Japanese Pottery Tall Sumida Gawa Vase With Two Men

Up for sale a large vintage Sumida Gawa vase with a crimped opening. The vase measures 11 1/2" high and is decorated with two men; one is holding what looks like a shell. One of his hands is missing and there is an area where the glaze is missing. The colors are the standard unglazed orange background with the green/blue and smoky black flowing glaze. Other than missing hand and a small chip about 1/2" x 3/4" on top lip, the condition is good! This piece is signed on a glazed plaque on side. Crazing in the glazed areas. Price reflects damage.
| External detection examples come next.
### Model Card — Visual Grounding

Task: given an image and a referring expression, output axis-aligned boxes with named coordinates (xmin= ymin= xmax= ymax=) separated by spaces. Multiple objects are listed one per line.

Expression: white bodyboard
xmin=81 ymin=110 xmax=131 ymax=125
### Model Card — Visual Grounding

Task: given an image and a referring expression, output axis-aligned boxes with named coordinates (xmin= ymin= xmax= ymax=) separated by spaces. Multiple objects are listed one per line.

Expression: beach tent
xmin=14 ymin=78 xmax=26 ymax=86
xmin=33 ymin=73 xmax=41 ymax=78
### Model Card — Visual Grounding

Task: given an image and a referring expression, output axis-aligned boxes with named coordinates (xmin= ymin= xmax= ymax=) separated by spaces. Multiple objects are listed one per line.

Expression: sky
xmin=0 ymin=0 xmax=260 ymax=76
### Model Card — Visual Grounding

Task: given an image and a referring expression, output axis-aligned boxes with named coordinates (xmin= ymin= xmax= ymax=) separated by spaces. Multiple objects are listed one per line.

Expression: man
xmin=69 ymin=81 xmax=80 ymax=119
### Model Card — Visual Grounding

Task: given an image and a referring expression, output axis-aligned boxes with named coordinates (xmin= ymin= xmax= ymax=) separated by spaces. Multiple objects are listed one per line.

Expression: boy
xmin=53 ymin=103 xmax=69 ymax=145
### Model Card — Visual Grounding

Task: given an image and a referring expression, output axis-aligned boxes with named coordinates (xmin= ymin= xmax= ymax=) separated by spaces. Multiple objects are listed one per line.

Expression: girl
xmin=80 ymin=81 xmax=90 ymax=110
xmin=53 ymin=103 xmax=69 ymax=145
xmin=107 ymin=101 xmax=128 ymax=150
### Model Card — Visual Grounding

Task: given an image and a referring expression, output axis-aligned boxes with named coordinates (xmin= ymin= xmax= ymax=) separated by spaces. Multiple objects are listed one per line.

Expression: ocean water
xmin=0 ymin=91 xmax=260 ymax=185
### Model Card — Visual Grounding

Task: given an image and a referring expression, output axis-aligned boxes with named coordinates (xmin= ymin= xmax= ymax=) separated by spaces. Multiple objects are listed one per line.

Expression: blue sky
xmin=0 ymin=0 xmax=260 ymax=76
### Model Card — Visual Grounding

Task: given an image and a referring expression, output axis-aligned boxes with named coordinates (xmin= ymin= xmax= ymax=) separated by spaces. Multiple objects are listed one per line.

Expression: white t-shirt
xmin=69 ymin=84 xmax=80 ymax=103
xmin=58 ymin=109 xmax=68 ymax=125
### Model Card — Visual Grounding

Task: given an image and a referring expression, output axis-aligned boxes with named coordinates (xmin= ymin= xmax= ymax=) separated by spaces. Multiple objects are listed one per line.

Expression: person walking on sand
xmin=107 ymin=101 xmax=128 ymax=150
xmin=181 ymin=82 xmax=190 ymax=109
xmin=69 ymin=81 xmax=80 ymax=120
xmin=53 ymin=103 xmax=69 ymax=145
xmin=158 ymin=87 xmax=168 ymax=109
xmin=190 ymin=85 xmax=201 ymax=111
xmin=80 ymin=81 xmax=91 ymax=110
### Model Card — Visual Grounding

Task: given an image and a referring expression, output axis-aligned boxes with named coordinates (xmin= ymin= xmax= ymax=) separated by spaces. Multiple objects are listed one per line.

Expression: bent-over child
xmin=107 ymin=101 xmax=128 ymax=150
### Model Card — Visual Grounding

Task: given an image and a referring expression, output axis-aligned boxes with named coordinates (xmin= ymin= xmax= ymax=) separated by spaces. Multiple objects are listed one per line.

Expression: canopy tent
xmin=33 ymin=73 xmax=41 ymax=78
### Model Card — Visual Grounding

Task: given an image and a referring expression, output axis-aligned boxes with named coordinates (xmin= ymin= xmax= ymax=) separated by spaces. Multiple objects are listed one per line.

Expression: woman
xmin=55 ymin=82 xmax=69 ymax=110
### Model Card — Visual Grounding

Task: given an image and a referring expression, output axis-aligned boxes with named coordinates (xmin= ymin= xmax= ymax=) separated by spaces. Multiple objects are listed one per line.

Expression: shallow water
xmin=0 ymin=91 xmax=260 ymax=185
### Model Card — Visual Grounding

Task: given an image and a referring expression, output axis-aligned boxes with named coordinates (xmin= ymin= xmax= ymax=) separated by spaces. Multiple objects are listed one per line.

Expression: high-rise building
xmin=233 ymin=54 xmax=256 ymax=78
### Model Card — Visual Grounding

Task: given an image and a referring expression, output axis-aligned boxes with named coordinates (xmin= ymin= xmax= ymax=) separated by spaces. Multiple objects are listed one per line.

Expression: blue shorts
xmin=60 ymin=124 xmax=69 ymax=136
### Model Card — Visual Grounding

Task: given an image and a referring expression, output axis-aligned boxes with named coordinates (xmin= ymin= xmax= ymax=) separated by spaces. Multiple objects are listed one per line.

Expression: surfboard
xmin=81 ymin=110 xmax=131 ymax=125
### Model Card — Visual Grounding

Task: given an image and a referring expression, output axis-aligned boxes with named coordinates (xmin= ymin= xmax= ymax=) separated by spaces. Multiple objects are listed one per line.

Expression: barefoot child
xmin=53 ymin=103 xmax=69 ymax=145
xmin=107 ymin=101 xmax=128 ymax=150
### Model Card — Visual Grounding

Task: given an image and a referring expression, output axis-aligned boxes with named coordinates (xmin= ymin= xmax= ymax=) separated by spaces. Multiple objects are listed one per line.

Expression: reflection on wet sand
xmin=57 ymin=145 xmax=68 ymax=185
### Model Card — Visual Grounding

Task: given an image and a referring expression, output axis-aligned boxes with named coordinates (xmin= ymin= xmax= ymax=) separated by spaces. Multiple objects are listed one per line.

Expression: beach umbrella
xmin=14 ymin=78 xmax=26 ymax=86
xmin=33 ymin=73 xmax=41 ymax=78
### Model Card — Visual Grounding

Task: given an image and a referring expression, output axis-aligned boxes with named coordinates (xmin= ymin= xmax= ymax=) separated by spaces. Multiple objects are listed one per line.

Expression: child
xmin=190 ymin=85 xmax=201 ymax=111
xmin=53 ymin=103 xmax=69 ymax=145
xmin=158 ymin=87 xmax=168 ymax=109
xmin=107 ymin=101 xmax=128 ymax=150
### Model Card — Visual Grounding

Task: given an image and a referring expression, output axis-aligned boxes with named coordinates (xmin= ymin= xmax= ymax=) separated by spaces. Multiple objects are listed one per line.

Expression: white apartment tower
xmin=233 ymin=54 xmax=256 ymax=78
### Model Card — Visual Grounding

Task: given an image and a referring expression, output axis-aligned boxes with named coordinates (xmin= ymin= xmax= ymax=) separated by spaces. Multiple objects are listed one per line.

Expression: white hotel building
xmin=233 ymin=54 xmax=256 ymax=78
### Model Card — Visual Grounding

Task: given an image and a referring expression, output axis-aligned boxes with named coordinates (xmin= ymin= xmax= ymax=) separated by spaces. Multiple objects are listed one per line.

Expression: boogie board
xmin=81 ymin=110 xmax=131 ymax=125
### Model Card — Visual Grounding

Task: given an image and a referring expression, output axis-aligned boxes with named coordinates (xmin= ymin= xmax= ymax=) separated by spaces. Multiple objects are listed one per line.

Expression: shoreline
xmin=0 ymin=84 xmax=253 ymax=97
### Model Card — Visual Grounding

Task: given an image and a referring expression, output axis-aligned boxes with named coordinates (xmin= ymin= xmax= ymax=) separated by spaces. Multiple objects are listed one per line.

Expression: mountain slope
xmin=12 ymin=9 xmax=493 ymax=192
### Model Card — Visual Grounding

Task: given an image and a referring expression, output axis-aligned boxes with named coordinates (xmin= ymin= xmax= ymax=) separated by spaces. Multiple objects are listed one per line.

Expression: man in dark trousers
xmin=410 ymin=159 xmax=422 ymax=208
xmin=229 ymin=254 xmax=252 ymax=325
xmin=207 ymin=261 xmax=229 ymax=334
FYI: This colorful ware was made for export to the West and is usually heavy and covered with figures in relief. Most pieces are everyday objects such as tea pots, vases, and mugs. This distinct type of wares got its name from the Sumida River running near the Asakusa pottery district near Tokyo. Sumida pottery has often been called by many names - Poo ware, Sumidagawa, Banko, or Asakusa Banko. The style of applied figures on a surface with flowing glaze was invented about 1890 by the Seto potter Ryosai I, who worked in Tokyo from about 1875 to 1900. They are often embellished with glazed plaques with hand written signatures or general good luck symbols. A great number of the pieces are probably the work of a single family - Inoue Ryosai I (1828-), Inoue Ryosai II (born c. 1860), and Inuoue Ryosai III (1888-1971) who moved the manufacturing site to Yokohama in 1924. After the move to Yokohama more colors e.g. orange were added to the wares. The later pieces also have an unglazed background. Ref: Contents Ltd.